Marco A. Calamari ha scritto:
> The right question is "What the Chinese government
> or TLA's can do controlling at leat the 25%
> of network?"

Most of the Internet links wordlwide go through the US, so it makes
sense for US intelligence to tap it there (see recent AT&T taps with
Narus equipment).

As a Tor exit relay is an opportunity for tapping traffic, it makes
perfetc sense for China to setup Tor exit relays and gain competitive
advantage in analyzing that part of the network traffic.

China does not route a significant portion of internet traffic, it has
no foothold in any of the key data exchanges worldwide. Setting up a few
hundred exit relays in mainland China gets you instant insigth into
sensitive traffic worldwide.

(by the way, China could also set up exit relays in the US and
everywere, it's cheap)

Let's see if the design of Tor can cope with a challenge of such a scale.

My guess is that countries like China would rather be better served by
not disrupting the Tor network (with misleading exit policies,
connection timeouts etc) so that they can analyze the traffic that goes
through.
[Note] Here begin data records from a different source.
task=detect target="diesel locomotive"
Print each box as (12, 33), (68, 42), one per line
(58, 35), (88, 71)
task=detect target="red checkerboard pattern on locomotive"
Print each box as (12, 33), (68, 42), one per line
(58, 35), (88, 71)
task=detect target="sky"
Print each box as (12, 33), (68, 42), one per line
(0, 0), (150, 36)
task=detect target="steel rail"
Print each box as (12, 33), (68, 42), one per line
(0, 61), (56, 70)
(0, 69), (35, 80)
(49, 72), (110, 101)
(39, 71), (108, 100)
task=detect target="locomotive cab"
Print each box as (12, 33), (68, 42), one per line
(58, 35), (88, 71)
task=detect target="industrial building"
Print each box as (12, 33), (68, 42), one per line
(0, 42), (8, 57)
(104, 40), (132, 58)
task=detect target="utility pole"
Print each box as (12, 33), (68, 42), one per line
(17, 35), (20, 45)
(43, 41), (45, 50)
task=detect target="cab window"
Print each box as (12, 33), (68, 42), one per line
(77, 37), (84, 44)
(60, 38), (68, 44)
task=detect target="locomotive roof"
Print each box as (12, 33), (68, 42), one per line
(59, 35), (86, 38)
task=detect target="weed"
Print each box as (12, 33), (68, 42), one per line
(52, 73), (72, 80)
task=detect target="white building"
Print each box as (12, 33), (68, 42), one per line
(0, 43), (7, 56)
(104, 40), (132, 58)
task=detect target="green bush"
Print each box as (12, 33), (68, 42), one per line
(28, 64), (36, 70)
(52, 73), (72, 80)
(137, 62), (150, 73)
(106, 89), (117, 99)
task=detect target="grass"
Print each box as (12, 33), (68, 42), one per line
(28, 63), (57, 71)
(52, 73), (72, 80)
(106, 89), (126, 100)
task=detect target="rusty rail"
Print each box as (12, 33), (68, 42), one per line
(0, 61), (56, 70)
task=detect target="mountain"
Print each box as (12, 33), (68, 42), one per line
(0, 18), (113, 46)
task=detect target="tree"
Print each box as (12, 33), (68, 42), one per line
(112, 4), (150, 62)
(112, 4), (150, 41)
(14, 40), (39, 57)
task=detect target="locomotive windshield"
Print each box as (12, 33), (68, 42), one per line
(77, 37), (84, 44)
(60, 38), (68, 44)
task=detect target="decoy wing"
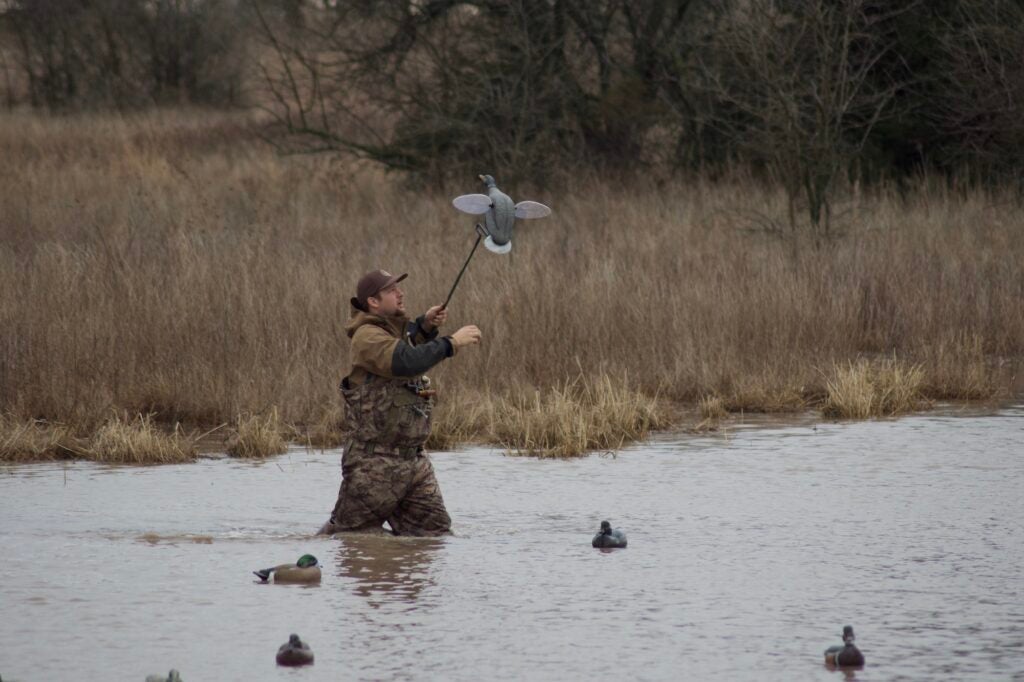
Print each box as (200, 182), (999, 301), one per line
(512, 197), (551, 218)
(452, 195), (490, 215)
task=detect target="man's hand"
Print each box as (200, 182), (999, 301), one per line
(423, 305), (447, 333)
(449, 325), (480, 348)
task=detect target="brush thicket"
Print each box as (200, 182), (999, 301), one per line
(0, 112), (1024, 452)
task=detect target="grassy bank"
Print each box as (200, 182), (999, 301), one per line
(0, 114), (1024, 462)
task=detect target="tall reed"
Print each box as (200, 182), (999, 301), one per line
(0, 112), (1024, 456)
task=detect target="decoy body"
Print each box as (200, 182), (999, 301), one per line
(145, 669), (181, 682)
(278, 635), (313, 666)
(590, 521), (626, 547)
(452, 175), (551, 253)
(825, 626), (864, 668)
(253, 554), (321, 583)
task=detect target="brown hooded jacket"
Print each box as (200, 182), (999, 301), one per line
(345, 305), (455, 385)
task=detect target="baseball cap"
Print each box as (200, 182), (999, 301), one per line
(352, 270), (409, 310)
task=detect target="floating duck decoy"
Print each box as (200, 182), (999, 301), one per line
(825, 626), (864, 668)
(590, 521), (626, 547)
(278, 634), (313, 666)
(452, 175), (551, 253)
(253, 554), (321, 583)
(145, 668), (181, 682)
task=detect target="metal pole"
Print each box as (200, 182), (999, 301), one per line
(441, 224), (483, 310)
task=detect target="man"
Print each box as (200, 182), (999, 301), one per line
(319, 270), (480, 536)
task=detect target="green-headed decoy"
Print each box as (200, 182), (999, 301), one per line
(253, 554), (321, 583)
(145, 668), (181, 682)
(278, 634), (313, 666)
(825, 626), (864, 668)
(452, 175), (551, 253)
(590, 521), (626, 547)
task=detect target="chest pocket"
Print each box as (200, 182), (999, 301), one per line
(341, 372), (433, 447)
(386, 385), (433, 447)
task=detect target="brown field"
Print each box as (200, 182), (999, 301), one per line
(0, 112), (1024, 459)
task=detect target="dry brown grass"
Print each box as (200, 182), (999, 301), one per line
(821, 357), (925, 419)
(227, 408), (288, 458)
(0, 113), (1024, 458)
(486, 375), (668, 457)
(82, 415), (197, 464)
(0, 415), (80, 462)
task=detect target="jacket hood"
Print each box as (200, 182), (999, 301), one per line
(345, 305), (409, 338)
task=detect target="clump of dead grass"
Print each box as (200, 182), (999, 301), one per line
(821, 357), (925, 419)
(83, 414), (198, 464)
(292, 402), (347, 451)
(922, 335), (999, 400)
(227, 409), (288, 458)
(489, 375), (668, 457)
(697, 395), (729, 420)
(0, 415), (80, 462)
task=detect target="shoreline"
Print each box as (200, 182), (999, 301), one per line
(0, 385), (1024, 466)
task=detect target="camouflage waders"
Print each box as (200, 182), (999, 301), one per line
(322, 374), (452, 536)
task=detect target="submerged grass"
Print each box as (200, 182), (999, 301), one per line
(227, 409), (288, 458)
(84, 415), (198, 464)
(488, 375), (669, 457)
(0, 112), (1024, 458)
(821, 357), (925, 419)
(0, 415), (80, 462)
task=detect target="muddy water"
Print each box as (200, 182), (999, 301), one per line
(0, 408), (1024, 681)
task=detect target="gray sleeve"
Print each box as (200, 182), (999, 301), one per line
(391, 337), (455, 377)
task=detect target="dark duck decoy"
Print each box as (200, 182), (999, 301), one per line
(278, 635), (313, 666)
(590, 521), (626, 547)
(825, 626), (864, 668)
(145, 668), (181, 682)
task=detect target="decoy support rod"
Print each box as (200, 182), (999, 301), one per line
(441, 223), (486, 310)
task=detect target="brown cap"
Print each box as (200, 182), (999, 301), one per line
(352, 270), (409, 310)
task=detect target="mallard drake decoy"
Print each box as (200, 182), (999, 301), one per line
(253, 554), (321, 583)
(590, 521), (626, 547)
(452, 175), (551, 253)
(145, 668), (181, 682)
(278, 634), (313, 666)
(825, 626), (864, 668)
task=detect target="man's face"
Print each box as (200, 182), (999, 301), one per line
(367, 283), (406, 315)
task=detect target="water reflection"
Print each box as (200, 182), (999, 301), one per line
(336, 535), (444, 606)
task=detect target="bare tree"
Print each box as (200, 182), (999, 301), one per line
(933, 0), (1024, 181)
(250, 0), (704, 180)
(696, 0), (905, 241)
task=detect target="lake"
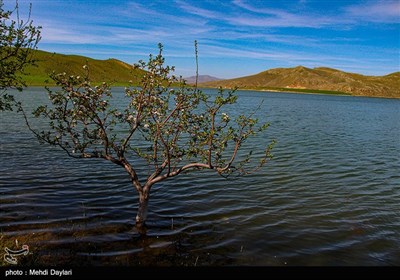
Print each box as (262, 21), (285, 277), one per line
(0, 88), (400, 266)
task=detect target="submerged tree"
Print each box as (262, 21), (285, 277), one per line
(0, 0), (41, 111)
(25, 44), (272, 229)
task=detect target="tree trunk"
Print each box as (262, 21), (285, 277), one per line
(136, 191), (149, 227)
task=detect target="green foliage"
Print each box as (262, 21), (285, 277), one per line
(0, 0), (40, 110)
(21, 50), (144, 86)
(21, 44), (272, 223)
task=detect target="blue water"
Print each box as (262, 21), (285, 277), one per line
(0, 88), (400, 266)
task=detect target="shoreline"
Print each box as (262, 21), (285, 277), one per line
(16, 83), (400, 100)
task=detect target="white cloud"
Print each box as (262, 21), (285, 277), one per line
(345, 0), (400, 23)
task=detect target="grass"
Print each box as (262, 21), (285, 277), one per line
(22, 50), (144, 86)
(261, 87), (351, 95)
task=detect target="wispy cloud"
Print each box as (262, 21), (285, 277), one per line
(175, 0), (223, 19)
(345, 0), (400, 23)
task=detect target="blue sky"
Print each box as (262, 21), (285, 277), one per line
(5, 0), (400, 78)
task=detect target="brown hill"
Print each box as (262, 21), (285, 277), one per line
(201, 66), (400, 98)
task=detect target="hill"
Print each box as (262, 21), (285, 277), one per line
(184, 75), (221, 84)
(200, 66), (400, 98)
(23, 50), (144, 86)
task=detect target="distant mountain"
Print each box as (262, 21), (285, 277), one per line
(183, 75), (221, 84)
(200, 66), (400, 98)
(23, 50), (144, 86)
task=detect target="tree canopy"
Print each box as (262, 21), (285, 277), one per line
(22, 44), (272, 228)
(0, 0), (41, 111)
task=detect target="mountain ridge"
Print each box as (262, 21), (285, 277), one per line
(200, 66), (400, 98)
(183, 75), (222, 84)
(23, 50), (400, 98)
(22, 50), (145, 86)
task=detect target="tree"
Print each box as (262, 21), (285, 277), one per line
(20, 44), (272, 227)
(0, 0), (41, 111)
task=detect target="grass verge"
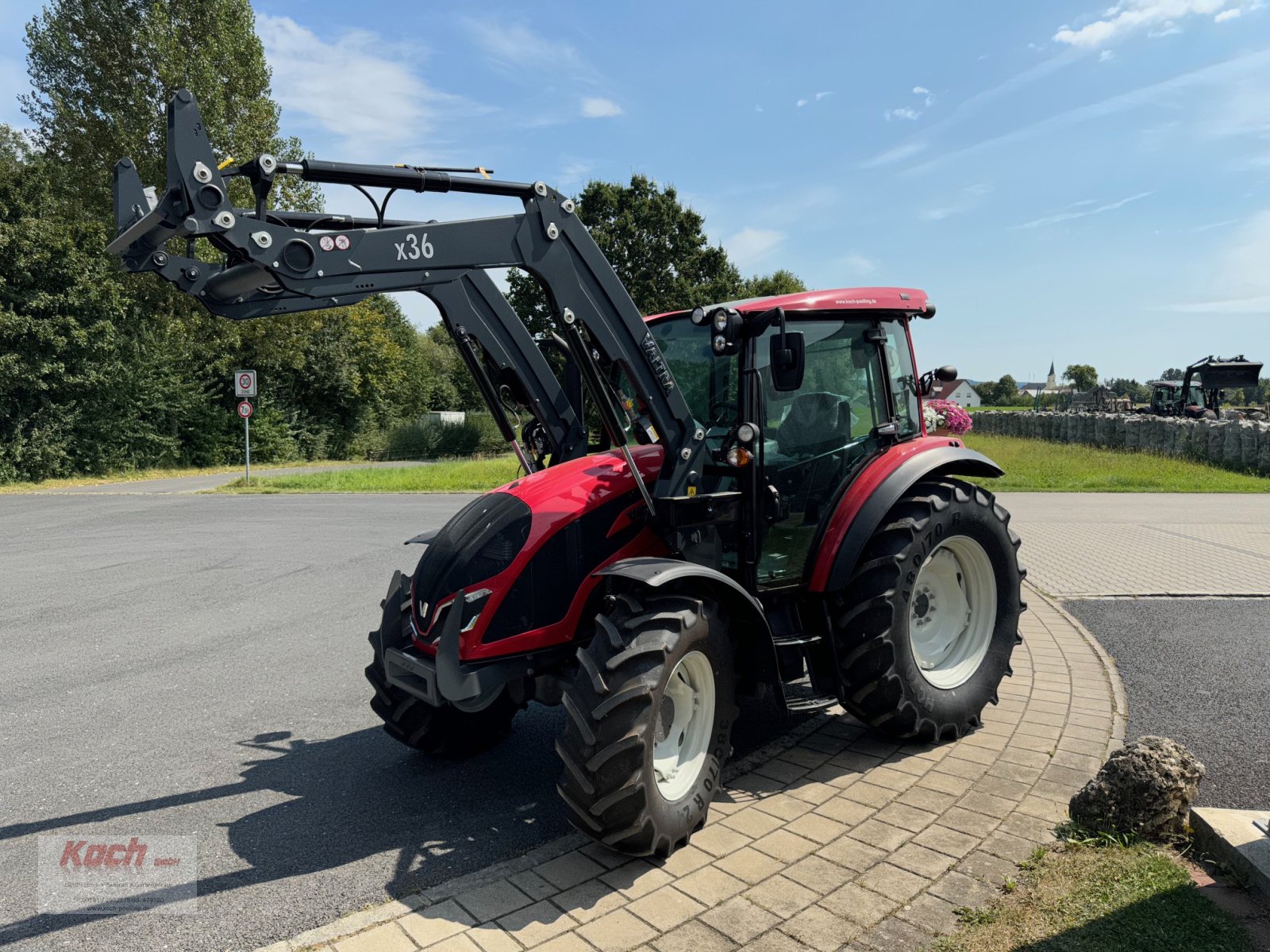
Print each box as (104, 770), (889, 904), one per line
(965, 430), (1270, 493)
(0, 459), (348, 495)
(216, 455), (518, 493)
(935, 838), (1253, 952)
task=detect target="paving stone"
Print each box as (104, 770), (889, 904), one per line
(857, 863), (929, 903)
(754, 793), (811, 820)
(627, 886), (706, 931)
(470, 923), (523, 952)
(726, 806), (785, 838)
(956, 849), (1018, 886)
(815, 795), (876, 827)
(675, 866), (745, 906)
(785, 855), (855, 895)
(929, 871), (997, 908)
(876, 801), (937, 833)
(652, 922), (737, 952)
(741, 878), (824, 919)
(913, 823), (980, 859)
(701, 896), (779, 946)
(599, 863), (680, 899)
(498, 900), (578, 946)
(551, 880), (627, 923)
(533, 850), (605, 890)
(861, 919), (931, 952)
(895, 892), (957, 935)
(851, 819), (913, 852)
(815, 836), (887, 871)
(335, 923), (415, 952)
(779, 906), (861, 952)
(396, 899), (476, 952)
(785, 814), (849, 846)
(692, 822), (752, 857)
(455, 880), (532, 923)
(715, 846), (785, 884)
(578, 909), (656, 952)
(889, 843), (955, 880)
(754, 830), (821, 863)
(821, 882), (899, 927)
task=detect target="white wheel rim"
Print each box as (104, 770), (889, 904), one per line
(908, 536), (997, 690)
(652, 651), (715, 801)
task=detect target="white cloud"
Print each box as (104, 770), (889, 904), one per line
(1054, 0), (1257, 49)
(256, 13), (485, 161)
(842, 251), (879, 275)
(1014, 192), (1154, 228)
(464, 17), (597, 80)
(582, 97), (622, 119)
(722, 228), (785, 271)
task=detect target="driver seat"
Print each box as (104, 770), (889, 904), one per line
(776, 391), (851, 455)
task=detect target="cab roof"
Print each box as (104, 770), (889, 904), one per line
(644, 288), (935, 321)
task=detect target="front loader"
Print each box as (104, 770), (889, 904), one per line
(110, 90), (1024, 855)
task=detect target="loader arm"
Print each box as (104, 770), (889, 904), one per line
(108, 90), (706, 500)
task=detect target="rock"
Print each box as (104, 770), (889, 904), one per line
(1068, 738), (1205, 839)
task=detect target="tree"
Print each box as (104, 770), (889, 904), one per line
(1063, 363), (1099, 391)
(21, 0), (321, 213)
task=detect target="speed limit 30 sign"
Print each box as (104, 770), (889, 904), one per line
(233, 370), (256, 396)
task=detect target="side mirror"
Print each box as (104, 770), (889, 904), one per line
(771, 330), (806, 393)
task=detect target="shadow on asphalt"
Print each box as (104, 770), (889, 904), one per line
(0, 701), (806, 946)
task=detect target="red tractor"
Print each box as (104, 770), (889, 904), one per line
(110, 90), (1024, 855)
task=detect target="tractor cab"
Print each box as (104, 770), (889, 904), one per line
(650, 288), (933, 589)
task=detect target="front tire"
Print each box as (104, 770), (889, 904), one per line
(366, 573), (525, 757)
(829, 480), (1026, 740)
(556, 593), (737, 857)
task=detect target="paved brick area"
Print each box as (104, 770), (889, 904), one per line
(260, 589), (1124, 952)
(999, 493), (1270, 598)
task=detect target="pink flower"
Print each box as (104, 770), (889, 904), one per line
(925, 400), (974, 436)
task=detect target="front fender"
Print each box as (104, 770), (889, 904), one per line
(808, 438), (1005, 592)
(592, 556), (779, 684)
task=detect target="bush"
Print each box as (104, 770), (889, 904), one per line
(386, 413), (506, 459)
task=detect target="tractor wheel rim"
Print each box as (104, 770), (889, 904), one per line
(652, 651), (715, 802)
(908, 536), (997, 690)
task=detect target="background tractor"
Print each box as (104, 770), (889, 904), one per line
(110, 90), (1024, 855)
(1145, 354), (1261, 420)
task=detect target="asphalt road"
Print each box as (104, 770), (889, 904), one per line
(0, 493), (807, 950)
(1063, 598), (1270, 810)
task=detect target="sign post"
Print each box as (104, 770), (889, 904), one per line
(233, 370), (256, 486)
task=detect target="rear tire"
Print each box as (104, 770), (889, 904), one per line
(556, 593), (737, 857)
(829, 480), (1026, 740)
(366, 573), (525, 757)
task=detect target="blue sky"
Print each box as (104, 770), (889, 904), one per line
(0, 0), (1270, 379)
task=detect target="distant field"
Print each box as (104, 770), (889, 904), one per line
(216, 455), (519, 493)
(964, 430), (1270, 493)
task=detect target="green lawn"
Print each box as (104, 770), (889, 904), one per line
(216, 455), (519, 493)
(965, 430), (1270, 493)
(935, 843), (1253, 952)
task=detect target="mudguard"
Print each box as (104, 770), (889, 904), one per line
(809, 438), (1005, 592)
(592, 556), (779, 683)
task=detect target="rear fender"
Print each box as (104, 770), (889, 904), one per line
(592, 556), (779, 687)
(808, 436), (1005, 592)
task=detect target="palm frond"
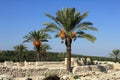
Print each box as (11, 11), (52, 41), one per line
(43, 23), (61, 32)
(77, 34), (96, 42)
(74, 22), (98, 31)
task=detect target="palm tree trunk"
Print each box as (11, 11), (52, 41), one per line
(115, 56), (118, 62)
(37, 50), (40, 61)
(36, 46), (40, 61)
(66, 38), (72, 72)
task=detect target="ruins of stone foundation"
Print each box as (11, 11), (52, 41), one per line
(0, 58), (120, 80)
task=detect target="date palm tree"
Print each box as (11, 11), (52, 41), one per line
(14, 44), (27, 62)
(24, 29), (50, 61)
(110, 49), (120, 62)
(41, 44), (51, 60)
(44, 8), (97, 72)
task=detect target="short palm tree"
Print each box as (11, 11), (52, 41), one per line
(24, 29), (50, 61)
(44, 8), (97, 72)
(14, 44), (27, 62)
(41, 44), (51, 60)
(110, 49), (120, 62)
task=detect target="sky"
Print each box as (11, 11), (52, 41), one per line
(0, 0), (120, 57)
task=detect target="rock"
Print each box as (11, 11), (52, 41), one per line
(86, 58), (93, 65)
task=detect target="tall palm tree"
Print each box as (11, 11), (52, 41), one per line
(110, 49), (120, 62)
(24, 29), (50, 61)
(14, 44), (27, 62)
(41, 44), (51, 60)
(44, 8), (97, 72)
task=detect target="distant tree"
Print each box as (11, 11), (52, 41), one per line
(24, 29), (50, 61)
(44, 8), (97, 72)
(14, 44), (27, 62)
(110, 49), (120, 62)
(41, 44), (51, 60)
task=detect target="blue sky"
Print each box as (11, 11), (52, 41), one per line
(0, 0), (120, 56)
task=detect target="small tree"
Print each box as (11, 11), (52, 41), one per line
(14, 44), (27, 62)
(44, 8), (97, 72)
(41, 44), (51, 60)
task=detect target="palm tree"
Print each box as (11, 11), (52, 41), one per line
(110, 49), (120, 62)
(14, 44), (27, 62)
(41, 44), (51, 60)
(24, 29), (50, 61)
(44, 8), (97, 72)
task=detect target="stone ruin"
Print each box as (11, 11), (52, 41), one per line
(0, 58), (120, 80)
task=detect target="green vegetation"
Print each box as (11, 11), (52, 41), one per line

Of course, they would make sure their own citizen could not
reach the Tor network themselves.

I would like the torproject website to be more explicit warning users
about privacy issues: don't do any cleartext authentication, don't do
any ssl authentication if you are not able to check the authenticity of
the certificates.

As for Germany, let's see what the german citizens do about this law,
there is still plenty of room for optimism.